Verificatiemethode en versleutelingsmodus
De meeste draadloze netwerken gebruiken bepaalde beveiligingsinstellingen. Deze beveiligingsinstellingen bepalen de verificatie (de manier waarop het apparaat zich bij het netwerk bekend maakt) en de versleuteling (de manier waarop de gegevens versleuteld worden wanneer deze naar het netwerk gestuurd worden). Als u tijdens het configureren van het draadloze apparaat bij deze opties een fout maakt, kan het apparaat geen verbinding met het draadloze netwerk maken. Deze opties moeten derhalve zorgvuldig geconfigureerd worden. Raadpleeg de onderstaande informatie om te zien welke methoden voor verificatie en versleuteling door dit draadloze apparaat ondersteund worden.
Verificatiemethoden
  • Open systeem
    Draadloze apparaten worden zonder enige verificatie op het netwerk toegelaten.

  • Gedeelde sleutel (alleen in infrastructuurmodus)
    Alle apparaten die toegang tot het netwerk wensen, delen een geheime, vooraf gedefinieerde sleutel.

  • WPA/WPA2-PSK
    Alle apparaten die toegang tot het netwerk wensen, delen een geheime, vooraf gedefinieerde wachtzin. Met deze verificatiemethode kunt u dankzij een krachtige versleuteling veilig communiceren.
    WPA/WPA2-PSK kan alleen worden gebruikt in een draadloos infrastructuurnetwerk.

  • LEAP (Niet beschikbaar voor sommige modellen)
    Cisco® LEAP (Light Extensible Authentication Protocol) is ontwikkeld door Cisco Systems, Inc. en gebruikt voor de verificatie een gebruikersidentificatie en wachtwoord.

  • EAP-FAST/PEAP/EAP-TTLS (Niet beschikbaar voor sommige modellen)
    Cisco® EAP-FAST (Extensible Authentication Protocol-Flexible Authentication via Secure Tunneling)/ PEAP (Protected Extensible Authentication Protocol) /EAP-TTLS (Extensible Authentication Protocol-Tunneled Transport Layer Security) werken met een gebruikersnaam en wachtwoord voor de verificatie. U kunt het servercertificaat verifiëren met het CA-certificaat.

  • EAP-TLS (Niet beschikbaar voor sommige modellen)
    EAP-TLS (Extensible Authentication Protocol-Transport Layer Security) werkt voor de verificatie met een gebruikersnaam en clientcertificaat. U kunt het SSL-servercertificaat ook verifiëren met het CA-certificaat.

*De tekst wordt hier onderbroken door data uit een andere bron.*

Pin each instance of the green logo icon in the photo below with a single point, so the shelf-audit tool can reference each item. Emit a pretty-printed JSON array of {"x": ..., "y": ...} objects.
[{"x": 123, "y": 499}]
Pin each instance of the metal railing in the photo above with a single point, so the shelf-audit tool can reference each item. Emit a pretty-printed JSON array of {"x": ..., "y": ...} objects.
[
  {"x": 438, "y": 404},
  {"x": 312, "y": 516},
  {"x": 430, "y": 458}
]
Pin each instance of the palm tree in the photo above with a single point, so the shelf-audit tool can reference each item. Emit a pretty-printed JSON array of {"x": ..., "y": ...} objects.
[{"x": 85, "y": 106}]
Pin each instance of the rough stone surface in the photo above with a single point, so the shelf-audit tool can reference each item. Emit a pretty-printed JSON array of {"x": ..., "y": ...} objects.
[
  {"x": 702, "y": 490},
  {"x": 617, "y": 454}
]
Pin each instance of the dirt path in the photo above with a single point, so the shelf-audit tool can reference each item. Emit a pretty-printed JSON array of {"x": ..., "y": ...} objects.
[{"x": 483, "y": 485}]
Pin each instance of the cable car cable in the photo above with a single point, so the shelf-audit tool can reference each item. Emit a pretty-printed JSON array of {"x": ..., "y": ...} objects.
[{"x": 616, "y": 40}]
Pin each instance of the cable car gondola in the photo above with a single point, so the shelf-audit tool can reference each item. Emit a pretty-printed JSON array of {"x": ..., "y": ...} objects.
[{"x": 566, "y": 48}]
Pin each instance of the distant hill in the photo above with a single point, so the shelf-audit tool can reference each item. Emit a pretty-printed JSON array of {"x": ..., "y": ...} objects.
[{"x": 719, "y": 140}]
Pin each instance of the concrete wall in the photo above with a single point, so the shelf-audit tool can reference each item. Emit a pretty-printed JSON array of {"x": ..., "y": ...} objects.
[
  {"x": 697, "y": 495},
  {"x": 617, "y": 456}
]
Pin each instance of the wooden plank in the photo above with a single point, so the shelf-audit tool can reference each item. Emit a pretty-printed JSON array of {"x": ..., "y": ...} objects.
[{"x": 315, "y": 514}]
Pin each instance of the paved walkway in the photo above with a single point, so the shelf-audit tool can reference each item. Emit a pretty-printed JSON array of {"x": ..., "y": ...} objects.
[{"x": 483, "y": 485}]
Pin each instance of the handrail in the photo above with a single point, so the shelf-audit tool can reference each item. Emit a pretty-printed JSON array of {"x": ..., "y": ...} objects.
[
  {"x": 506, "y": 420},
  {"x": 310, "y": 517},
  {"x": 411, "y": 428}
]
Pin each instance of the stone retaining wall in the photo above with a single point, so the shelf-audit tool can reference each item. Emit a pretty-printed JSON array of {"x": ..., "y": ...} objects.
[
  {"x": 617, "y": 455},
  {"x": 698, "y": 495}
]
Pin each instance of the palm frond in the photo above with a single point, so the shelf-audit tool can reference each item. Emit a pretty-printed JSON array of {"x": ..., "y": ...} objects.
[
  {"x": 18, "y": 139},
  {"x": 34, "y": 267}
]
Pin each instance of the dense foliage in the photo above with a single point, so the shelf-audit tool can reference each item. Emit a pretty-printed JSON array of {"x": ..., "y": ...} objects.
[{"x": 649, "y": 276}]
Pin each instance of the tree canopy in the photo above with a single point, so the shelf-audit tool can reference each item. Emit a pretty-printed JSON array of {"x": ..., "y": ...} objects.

Interne verificatiemethoden (Niet beschikbaar voor sommige modellen)
U moet een van de interne verificatiemethoden opgeven, afhankelijk van uw selectie.
  • GEEN
    MS-CHAPv2 wordt gebruikt voor het doorvoeren van mutaties (provisioning) en de methode voor EAP-FAST behorend bij de verificatiemethode voor de tweede fase.

  • MS-CHAPv2
    MS-CHAPv2 (Microsoft-Challenge Handshake Authentication Protocol versie 2) is een interne verificatiemethode voor EAP-FAST/PEAP/EAP-TTLS.

  • GTC
    GTC (Generic Token Card) is een interne verificatiemethode voor EAP-FAST/PEAP.

  • MS-CHAP
    MS-CHAP (Microsoft-Challenge Handshake Authentication Protocol) is een interne verificatiemethode voor EAP-TTLS.

  • CHAP
    CHAP (Challenge Handshake Authentication Protocol) is een interne verificatiemethode voor EAP-TTLS.

  • PAP
    PAP (Password Authentication Protocol) is een interne verificatiemethode voor EAP-TTLS.

Versleutelingsmethoden
  • Geen
    Er wordt geen versleuteling gebruikt.

  • WEP (Wired Equivalent Privacy)
    Gegevens worden verzonden en ontvangen met een veilige sleutel, die door de gebruiker wordt gekozen.

  • TKIP
    TKIP (Temporal Key Integrity Protocol) heft de voorspelbaarheid op die kon worden misbruikt om de beveiliging te kraken (dit was mogelijk met handmatig toegewezen WEP-sleutels). TKIP-sleutels worden automatisch toegewezen en zijn langer dan WEP-sleutels.

  • AES
    AES (Advanced Encryption Standard) is een door Wi-Fi® geautoriseerde krachtige versleutingsnorm.

  • CKIP
    Het oorspronkelijke Key Integrity Protocol voor LEAP van Cisco Systems, Inc.